Владимир Петрович Волегов упоминает о раскрытии в Шанхае в октябре 1942 года советской интернациональной разведывательной группы, весьма эффективно действовавшей здесь еще с довоенного времени.
«Одним из активных участников этой группы был выпускник Харбинского Политехнического института 1934 года Колотозашвили Ираклий Васильевич, с двумя детьми которого я учился в годы войны в советской школе при Советском клубе на авеню Фош, — пишет Волегов. — О нем, других членах этой разведгруппы, прочих событиях, связанных с разведкой в Шанхае, возможно, и будет повествование позднее, в других «откровениях»… Советское государство оценило помощь патриотов и в одном из номеров «Правды», в конце 1941 года, уже после разгрома противника под Москвой, Совет Министров СССР и ВКП(б) выразили общую благодарность россиянам и особую признательность «шанхайцам»…»
В чем конкретно выражалась деятельность разведгруппы на территории Китая? Что могли делать эти люди, кроме того что информировали «центр» о настроениях эмиграции, о желании многих примкнуть к действующей армии и уничтожать врага или о стремлениях некоторых присоединиться к гитлеровской армии и избавить Родину от коммунизма? Каким образом была разоблачена эта группа?
Может быть, когда-нибудь мы узнаем ответы на эти вопросы.
Одно бесспорно — в то время в Шанхае появилось немало авантюристов.
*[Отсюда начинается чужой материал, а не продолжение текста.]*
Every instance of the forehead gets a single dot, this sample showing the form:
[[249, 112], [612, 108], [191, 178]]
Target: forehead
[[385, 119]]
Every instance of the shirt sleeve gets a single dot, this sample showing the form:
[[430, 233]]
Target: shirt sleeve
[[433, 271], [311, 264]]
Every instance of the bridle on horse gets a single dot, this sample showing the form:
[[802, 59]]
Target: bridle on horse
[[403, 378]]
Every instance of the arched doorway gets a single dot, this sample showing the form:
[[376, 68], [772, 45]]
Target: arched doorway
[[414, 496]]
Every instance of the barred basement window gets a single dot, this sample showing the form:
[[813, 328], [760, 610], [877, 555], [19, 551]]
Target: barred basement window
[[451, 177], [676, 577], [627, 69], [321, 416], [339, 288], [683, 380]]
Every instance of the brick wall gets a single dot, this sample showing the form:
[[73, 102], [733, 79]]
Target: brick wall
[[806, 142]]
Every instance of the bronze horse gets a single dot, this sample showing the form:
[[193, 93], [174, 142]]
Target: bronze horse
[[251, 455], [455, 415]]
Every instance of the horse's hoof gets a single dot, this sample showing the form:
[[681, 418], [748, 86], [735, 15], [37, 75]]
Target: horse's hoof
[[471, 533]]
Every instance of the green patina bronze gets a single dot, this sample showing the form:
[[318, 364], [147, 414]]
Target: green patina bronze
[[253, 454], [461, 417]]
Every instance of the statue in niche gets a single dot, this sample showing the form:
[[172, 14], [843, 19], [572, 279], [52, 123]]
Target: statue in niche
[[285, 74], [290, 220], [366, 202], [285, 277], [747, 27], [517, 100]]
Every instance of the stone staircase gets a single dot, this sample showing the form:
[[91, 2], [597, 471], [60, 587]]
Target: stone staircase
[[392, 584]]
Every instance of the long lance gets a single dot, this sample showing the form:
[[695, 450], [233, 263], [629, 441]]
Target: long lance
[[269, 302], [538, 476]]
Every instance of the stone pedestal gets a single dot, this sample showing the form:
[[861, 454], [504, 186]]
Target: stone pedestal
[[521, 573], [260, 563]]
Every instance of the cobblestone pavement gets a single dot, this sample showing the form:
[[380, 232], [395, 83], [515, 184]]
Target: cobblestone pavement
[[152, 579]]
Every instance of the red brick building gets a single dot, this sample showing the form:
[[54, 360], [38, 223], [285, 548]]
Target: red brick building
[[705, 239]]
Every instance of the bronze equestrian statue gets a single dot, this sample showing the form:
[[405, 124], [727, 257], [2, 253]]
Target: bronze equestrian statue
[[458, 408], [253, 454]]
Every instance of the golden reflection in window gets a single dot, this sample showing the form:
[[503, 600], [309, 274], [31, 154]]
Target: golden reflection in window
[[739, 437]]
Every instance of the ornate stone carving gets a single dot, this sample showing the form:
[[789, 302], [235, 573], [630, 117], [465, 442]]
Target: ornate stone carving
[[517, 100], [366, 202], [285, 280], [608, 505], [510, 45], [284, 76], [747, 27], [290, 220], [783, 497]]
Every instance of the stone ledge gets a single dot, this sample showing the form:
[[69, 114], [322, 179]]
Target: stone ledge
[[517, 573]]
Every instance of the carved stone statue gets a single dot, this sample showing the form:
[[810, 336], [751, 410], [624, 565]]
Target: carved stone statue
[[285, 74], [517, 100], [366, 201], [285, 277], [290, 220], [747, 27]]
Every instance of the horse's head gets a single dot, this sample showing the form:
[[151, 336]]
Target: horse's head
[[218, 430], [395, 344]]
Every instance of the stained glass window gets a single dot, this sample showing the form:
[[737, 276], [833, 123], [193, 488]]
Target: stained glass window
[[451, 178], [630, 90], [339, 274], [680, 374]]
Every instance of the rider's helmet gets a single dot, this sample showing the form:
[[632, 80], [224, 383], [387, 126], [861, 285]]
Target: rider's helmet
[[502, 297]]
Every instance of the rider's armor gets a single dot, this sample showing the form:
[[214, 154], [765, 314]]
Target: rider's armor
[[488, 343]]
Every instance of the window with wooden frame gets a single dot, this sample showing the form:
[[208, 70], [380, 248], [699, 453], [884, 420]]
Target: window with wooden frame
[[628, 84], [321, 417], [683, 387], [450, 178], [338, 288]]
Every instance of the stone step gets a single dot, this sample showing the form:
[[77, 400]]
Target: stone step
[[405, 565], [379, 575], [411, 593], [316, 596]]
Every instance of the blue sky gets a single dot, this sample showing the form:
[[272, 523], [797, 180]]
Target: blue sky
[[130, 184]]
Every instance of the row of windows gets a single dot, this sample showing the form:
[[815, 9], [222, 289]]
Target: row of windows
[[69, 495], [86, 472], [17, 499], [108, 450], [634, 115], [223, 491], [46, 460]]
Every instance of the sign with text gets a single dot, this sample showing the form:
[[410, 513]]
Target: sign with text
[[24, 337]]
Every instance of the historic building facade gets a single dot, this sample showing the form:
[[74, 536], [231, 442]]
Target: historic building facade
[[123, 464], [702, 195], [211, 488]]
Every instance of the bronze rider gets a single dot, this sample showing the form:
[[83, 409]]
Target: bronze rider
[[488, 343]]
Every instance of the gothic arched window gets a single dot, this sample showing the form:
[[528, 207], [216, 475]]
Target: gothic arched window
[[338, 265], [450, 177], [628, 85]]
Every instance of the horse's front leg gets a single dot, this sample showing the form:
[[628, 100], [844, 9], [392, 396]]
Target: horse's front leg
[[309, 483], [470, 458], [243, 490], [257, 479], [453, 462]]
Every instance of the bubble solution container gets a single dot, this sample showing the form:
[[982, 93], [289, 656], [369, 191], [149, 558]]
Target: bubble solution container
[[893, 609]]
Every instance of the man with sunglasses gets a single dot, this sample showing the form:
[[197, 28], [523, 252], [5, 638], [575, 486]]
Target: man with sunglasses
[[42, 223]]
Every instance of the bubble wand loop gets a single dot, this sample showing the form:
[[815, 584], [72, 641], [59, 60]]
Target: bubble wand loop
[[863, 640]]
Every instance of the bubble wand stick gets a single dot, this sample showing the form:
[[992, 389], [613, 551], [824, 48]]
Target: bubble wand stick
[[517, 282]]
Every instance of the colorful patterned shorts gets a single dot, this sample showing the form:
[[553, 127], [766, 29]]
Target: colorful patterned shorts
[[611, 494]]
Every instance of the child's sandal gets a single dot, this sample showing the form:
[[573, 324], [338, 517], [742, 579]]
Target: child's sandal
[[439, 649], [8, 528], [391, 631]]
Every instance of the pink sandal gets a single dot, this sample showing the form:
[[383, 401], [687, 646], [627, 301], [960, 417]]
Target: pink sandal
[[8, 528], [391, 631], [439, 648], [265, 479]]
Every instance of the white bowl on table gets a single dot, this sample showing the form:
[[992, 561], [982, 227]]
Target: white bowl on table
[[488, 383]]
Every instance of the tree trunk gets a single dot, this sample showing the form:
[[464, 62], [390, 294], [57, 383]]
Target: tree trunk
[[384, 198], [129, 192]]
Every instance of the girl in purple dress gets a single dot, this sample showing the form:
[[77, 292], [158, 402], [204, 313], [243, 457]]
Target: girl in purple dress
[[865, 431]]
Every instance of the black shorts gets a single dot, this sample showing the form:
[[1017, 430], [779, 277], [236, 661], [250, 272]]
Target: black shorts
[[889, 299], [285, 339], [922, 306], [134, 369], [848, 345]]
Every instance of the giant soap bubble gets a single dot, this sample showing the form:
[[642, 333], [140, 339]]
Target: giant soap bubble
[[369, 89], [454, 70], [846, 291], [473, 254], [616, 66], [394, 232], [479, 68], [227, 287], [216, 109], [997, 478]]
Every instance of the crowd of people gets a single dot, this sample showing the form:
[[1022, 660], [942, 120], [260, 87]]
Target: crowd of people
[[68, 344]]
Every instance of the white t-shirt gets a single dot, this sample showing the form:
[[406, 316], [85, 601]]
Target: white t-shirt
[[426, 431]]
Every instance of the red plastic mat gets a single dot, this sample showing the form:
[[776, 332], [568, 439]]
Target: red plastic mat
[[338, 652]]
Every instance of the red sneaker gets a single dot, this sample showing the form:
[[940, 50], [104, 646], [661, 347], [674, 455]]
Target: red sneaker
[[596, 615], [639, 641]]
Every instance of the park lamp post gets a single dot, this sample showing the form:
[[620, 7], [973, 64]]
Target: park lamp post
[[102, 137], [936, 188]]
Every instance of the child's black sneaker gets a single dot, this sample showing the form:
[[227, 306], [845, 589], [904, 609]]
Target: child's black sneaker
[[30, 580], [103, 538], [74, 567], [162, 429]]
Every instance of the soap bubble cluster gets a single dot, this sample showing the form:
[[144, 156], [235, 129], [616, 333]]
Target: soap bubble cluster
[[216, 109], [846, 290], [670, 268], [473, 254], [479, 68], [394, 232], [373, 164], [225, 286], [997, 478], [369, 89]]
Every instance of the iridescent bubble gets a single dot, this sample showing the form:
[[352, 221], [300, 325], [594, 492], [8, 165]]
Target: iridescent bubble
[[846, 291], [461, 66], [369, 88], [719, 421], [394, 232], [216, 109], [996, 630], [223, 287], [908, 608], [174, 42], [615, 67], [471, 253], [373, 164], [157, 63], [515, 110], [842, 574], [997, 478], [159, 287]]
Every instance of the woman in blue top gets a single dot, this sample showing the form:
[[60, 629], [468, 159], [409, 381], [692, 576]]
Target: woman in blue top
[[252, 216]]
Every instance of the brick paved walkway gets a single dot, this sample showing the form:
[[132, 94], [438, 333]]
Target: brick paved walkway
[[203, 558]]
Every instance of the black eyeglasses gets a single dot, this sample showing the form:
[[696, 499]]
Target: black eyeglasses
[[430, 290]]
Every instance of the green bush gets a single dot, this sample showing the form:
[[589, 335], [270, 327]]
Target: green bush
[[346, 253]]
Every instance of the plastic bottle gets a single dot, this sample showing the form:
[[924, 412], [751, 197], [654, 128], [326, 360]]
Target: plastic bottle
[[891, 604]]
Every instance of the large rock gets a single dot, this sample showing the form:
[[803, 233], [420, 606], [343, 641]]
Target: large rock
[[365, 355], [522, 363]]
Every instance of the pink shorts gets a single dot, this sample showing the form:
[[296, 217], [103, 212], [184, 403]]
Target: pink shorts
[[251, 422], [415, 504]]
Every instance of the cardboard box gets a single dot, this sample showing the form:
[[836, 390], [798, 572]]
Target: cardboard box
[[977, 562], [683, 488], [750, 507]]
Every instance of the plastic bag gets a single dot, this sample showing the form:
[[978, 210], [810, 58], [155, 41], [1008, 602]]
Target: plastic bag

Например, В. М. Хованс, считавшийся агентом сразу нескольких разведок, или Н. Т. Савин, объявлявший себя то корнетом Савиным, то графом де Тулуз Лотреком, то экс-королем Болгарским… Кем он был на самом деле — непонятно, но и его занесло какими-то ветрами в политику.
Так или иначе, но поведение русских в Китае по-своему влияло на политику японцев по отношению к Дальнему Востоку: они стали осторожнее со своими соседями, старались не допускать «крайних мер», подобных нанкинской резне в 1930-х годах. Тогда в Нанкине, на берегу реки Янцзы-дзяп, состоялась массовая показательная казнь, во время которой японцы убили от 250 тысяч до 300 тысяч человек. Им вспарывали животы, отрубали самурайскими мечами головы, тела сталкивали в реку. За что? — да только за то, что они были китайцами, а не японцами. Простыми людьми со своими простыми мыслями и желаниями. Это злодеяние потрясло весь Китай.
На русских японцы открыто не нападали — скорее, просто вытесняли, выдавливали их отовсюду. С началом Второй мировой войны они заняли выжидательную политику.
Информацию о Советской России, о ситуации на фронтах жители Шанхая и других городов могли почерпнуть из газет и радиопередач — на английском, французском, китайском и японском языках. Правда, японцы глушили радиопередачи других государств.
В 1941 году японцы оккупировали Шанхай. Город был взят за одну ночь, ночь на 7 декабря. Уже утром на всех мостах через каналы стояли японские часовые, солдаты морской пехоты. Многим, наконец, стало ясно, почему еще за несколько лет до войны японцы построили в своей части Международного сеттлмента железобетонные казармы протяженностью в несколько кварталов и крепость: оказалось, что в ней до поры до времени скрывалось вполне достаточное количество вооруженных солдат, чтобы захватить шестимиллионный город за одну ночь.
«Шанхай не военный город, — пишет Виктор Смольников, — и в этом смысле совершенно беззащитен. Японцы оккупировали его, но военных действий в нем никогда не вели. В этом городе жили лица вражеской национальности», но не было вражеской армии, поэтому и воевать там японцам было Не с кем. Японская армия держала в своих руках город, по его жителей не трогала. Интернированием в концлагеря занималось японское генеральное консульство».